"Ik ben geboren voor goud, niet voor brons. Ik ben gelukkig, dat kan ik zeggen. Helaas heb ik mijn grote doel om Olympisch kampioen te worden niet bereikt. Ik heb veel gewerkt voor het goud, wat er ook voor nodig was. De kramp [in mijn hand] heeft me niet geholpen in de halve finale, het verpestte het gevecht. Het was een fout", analyseerde hij, in de media zone in Nippon Budokan. Jorge Fonseca won brons in de -100 kg categorie op de Olympische Spelen van Tokyo 2020, door de Canadees Shady Elnahas te verslaan met waza-ari, waarmee hij de 25ste medaille voor Portugal op de Olympische Spelen behaalde.

Na twee wereldtitels, de eerste in de geschiedenis van het Portugese judo, en een bronzen medaille bij de Europeanen, verzekerde de atleet, die 17e was geworden op Rio2016, zich van zijn eerste Olympische medaille, door te scoren voor waza-ari a mijn 39 seconden links. Eerder had hij in de halve finales verloren van de Koreaan Cho Guham, na het verslaan van de Belg Tomo Nikiforov en de Rus Niiaz Iliasov.

"Krampen kunnen gebeuren", legde hij uit, "met de angst om iets te willen bereiken" en wanneer hij zich "erg nerveus" voelt, en ondanks dat hij al "met een psycholoog" heeft gewerkt, op het moment "kun je het niet controleren". Om opnieuw te starten voor het bronzen dispuut, was het recept eenvoudig, zei hij. "Mijn coach vertelde me dat het tijd was om iets historisch te doen. We kwamen om te veroveren, niet om te spelen", zei hij.

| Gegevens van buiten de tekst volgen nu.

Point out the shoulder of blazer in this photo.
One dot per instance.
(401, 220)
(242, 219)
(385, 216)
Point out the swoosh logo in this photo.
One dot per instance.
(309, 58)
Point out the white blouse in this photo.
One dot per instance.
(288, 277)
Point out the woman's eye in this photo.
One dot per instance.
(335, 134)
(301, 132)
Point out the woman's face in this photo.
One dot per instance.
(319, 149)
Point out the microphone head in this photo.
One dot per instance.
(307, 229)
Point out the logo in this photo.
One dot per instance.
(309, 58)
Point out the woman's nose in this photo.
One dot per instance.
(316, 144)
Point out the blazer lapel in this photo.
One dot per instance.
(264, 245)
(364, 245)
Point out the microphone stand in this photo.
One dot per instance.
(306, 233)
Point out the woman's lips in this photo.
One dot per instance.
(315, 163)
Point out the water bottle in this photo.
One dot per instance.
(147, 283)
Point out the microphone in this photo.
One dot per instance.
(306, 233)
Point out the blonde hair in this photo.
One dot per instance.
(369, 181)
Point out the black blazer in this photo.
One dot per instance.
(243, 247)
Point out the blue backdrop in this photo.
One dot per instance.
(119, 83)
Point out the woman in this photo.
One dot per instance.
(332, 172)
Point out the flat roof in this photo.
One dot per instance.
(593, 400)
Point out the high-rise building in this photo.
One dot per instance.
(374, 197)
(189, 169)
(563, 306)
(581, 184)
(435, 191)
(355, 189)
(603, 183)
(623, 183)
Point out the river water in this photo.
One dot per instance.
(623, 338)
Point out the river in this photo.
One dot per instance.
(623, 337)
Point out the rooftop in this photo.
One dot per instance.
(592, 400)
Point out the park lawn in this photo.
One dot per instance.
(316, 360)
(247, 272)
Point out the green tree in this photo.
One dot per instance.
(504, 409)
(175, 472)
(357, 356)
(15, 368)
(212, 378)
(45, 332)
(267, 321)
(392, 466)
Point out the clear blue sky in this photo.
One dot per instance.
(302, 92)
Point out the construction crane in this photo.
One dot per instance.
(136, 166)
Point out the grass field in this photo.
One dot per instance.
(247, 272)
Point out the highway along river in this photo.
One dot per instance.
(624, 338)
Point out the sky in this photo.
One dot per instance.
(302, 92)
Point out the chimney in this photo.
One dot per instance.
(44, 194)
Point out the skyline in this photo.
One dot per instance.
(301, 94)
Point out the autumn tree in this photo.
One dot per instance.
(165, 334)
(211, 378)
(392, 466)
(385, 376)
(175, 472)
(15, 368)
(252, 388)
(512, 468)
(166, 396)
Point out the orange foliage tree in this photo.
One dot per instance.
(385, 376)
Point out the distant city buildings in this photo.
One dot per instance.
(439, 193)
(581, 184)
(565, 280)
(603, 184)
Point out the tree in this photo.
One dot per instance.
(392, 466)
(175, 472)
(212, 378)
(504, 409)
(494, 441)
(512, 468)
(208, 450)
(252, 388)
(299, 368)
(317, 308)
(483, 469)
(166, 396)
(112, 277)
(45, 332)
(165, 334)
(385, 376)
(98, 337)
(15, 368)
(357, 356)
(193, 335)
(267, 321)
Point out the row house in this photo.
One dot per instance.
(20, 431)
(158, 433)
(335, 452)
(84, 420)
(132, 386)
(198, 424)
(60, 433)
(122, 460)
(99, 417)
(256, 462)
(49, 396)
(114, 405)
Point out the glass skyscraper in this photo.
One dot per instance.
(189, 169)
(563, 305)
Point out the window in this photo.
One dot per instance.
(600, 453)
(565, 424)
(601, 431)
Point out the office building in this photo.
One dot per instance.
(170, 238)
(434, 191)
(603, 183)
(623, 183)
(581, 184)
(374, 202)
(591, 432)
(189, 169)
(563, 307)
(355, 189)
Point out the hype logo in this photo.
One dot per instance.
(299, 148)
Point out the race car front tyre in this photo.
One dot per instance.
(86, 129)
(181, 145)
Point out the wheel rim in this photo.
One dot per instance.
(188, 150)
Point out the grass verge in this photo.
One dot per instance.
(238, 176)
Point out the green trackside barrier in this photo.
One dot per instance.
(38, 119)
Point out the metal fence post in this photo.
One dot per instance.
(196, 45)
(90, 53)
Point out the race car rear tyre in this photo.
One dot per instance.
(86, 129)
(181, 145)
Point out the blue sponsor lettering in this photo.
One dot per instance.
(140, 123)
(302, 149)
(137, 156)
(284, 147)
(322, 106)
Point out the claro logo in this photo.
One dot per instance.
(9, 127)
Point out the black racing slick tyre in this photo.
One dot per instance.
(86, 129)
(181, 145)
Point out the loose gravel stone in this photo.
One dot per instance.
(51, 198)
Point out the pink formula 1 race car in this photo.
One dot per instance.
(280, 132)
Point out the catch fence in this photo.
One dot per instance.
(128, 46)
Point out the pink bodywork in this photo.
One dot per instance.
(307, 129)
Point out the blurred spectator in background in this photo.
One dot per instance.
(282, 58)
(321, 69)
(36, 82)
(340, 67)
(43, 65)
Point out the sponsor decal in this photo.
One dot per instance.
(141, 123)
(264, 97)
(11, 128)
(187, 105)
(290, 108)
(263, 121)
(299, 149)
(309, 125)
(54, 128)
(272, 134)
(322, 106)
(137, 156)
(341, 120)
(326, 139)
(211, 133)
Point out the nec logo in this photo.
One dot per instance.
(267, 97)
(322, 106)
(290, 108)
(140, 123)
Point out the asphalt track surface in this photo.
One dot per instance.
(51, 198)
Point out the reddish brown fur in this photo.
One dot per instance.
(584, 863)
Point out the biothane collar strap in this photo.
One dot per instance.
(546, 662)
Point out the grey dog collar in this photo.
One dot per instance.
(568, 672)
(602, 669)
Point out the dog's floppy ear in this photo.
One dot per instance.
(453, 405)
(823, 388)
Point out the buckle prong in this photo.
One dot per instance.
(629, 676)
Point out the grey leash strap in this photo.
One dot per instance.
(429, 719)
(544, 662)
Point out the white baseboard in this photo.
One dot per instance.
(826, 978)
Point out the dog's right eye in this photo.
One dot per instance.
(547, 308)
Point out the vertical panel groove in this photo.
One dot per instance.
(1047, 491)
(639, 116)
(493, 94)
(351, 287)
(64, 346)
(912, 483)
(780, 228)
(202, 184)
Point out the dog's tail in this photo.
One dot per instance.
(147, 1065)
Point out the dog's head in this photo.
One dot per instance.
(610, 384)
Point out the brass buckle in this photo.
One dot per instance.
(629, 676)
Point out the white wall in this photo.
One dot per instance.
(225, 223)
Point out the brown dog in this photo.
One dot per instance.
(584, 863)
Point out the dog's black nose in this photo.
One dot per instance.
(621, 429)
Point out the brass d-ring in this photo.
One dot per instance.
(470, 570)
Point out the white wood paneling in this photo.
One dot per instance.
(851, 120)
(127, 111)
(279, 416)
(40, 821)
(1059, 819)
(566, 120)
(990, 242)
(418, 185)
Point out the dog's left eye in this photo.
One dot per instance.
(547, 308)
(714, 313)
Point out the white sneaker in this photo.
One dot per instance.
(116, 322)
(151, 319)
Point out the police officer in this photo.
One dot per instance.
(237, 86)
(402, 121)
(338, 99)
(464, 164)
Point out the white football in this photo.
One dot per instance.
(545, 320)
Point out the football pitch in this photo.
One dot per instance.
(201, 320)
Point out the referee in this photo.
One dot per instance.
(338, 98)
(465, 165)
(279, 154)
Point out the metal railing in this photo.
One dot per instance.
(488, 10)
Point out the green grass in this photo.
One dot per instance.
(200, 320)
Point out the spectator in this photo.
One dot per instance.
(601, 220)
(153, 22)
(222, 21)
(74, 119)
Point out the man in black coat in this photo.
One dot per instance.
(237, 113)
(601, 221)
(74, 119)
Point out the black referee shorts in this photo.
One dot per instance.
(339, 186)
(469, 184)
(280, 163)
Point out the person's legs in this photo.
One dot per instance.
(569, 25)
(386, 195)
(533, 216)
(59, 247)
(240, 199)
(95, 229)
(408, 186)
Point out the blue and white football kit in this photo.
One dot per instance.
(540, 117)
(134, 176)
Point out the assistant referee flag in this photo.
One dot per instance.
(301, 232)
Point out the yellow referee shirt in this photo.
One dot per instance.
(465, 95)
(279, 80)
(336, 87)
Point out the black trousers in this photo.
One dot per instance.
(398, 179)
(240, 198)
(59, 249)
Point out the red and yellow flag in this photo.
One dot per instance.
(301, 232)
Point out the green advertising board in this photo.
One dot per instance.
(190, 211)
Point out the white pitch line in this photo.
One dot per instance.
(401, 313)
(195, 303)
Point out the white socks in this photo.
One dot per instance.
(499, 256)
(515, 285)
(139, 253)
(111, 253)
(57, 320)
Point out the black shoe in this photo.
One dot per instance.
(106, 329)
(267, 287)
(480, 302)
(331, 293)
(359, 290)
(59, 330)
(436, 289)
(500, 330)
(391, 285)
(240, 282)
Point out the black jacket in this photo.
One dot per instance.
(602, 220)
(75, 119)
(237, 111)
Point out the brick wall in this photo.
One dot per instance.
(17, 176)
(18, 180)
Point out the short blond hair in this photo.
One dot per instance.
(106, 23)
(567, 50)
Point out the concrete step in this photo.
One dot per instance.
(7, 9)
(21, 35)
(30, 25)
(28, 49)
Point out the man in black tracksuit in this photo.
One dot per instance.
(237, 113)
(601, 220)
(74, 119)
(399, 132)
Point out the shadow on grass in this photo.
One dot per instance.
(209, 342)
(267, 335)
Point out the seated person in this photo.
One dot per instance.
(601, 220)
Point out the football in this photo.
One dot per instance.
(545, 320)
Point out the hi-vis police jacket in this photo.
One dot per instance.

"Ik ben wanhopig, ik heb net een fout gemaakt. Op dat moment kun je het niet controleren, de emotie is zo groot. Elke seconde is goud waard. Ik was bang om te verliezen, ik heb al twee straffen gehad, en ik heb een grote oorlog met die Spaanse scheidsrechter [Raúl Camacho], hij heeft mijn leven al verpest op de Masters", wees hij. Om hier te komen in de beste fysieke conditie, met "uithoudingsvermogen en kracht". "Ik heb judo, ik ben explosief, ik had uithoudingsvermogen nodig om alle gevechten te doorstaan", voegde hij eraan toe.

In de rest van het interview noemde hij de twee wereldtitels, in 2019 en 2021, als bewijs van zijn ambitie om goud te bereiken, maar vandaag "ging het niet goed", nu moet hij "zijn hoofd opheffen" en vechten om zichzelf weer te overwinnen. Desondanks zijn de resultaten een verbetering ten opzichte van de 17e plaats van Rio2016, toen hij kanker aan het overwinnen was en "een versnelde behandeling" onderging, wat hem "veel leed" bracht.


Hij had op een goedmoedige manier beloofd dat als hij zou winnen, hij een 'pimba' zou dansen, maar daar heeft hij nu "geen zin in". "Ik wilde de pimba dansen, maar met goud om mijn nek, met brons heeft het een andere gratie. Met brons kunnen we een kizomba dansen, maar ik wil geen kizomba dansen, ik wil een pimba dansen. Ik ga pimba dansen in Parijs2024", beloofde hij.

Portugal heeft nu vier gouden medailles, acht zilveren en 13 bronzen, waarvan drie in judo, door Telma Monteiro (-57 kg) in Rio2016, en Nuno Delgado (-81 kg) in Sydney2000, en nu Jorge Fonseca in Tokyo.